Some of you who know me well may well know that the title of this post is one which has been a bit of a "Naomism" for the last few years - along with "I'm not going to lie" and "fair play".
I have always been someone who loves to have deep friendships - I like being real with people and getting that back. I think somewhere along the line since graduating I have stopped investing into those types of friendships. Whether its because the people who were that have moved away and its been hard to maintain, or whether its because I have been lazy and haven't wanted to invest into new people...I've stopped being real, being accountable, being deep.
My Church before Easter was doing a serious called "From rows to circles" where it was trying to encourage the Church as a whole to embrace being a community and building relationships outside a Sunday morning. There was a recurring phrase that has stuck in my head. "You can only be loved to the extent that you are known". So if people don't know you very well then they can't love you as much, or in the way that you need.

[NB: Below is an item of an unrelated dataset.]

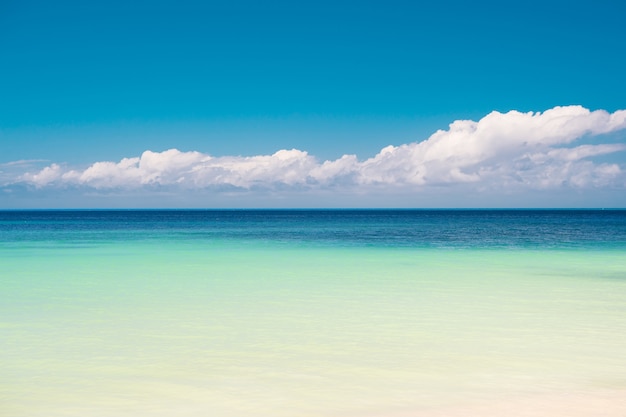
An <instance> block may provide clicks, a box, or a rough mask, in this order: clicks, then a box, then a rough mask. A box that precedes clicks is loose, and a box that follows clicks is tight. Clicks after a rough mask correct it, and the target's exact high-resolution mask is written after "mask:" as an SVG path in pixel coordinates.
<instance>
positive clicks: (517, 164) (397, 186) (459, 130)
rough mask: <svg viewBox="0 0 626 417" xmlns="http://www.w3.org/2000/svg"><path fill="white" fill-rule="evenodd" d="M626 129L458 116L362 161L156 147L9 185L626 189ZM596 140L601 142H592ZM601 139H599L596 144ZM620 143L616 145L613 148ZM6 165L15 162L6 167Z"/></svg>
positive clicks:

Moving to a new place I think changes you. Well it's changed me at least, whether I have chosen it or not I have become a bit more introspective and moving from that to going back to sharing is scary. What happens if I share too much, what happens if I scare people away with honesty?
In the last week I have probably shared more than I have in over 18 months.
It's been good. It was risky, but it was good.
Are you are sharer?
Do you like talking deeply or do you find it too intense?
In your experience is sharing good or bad?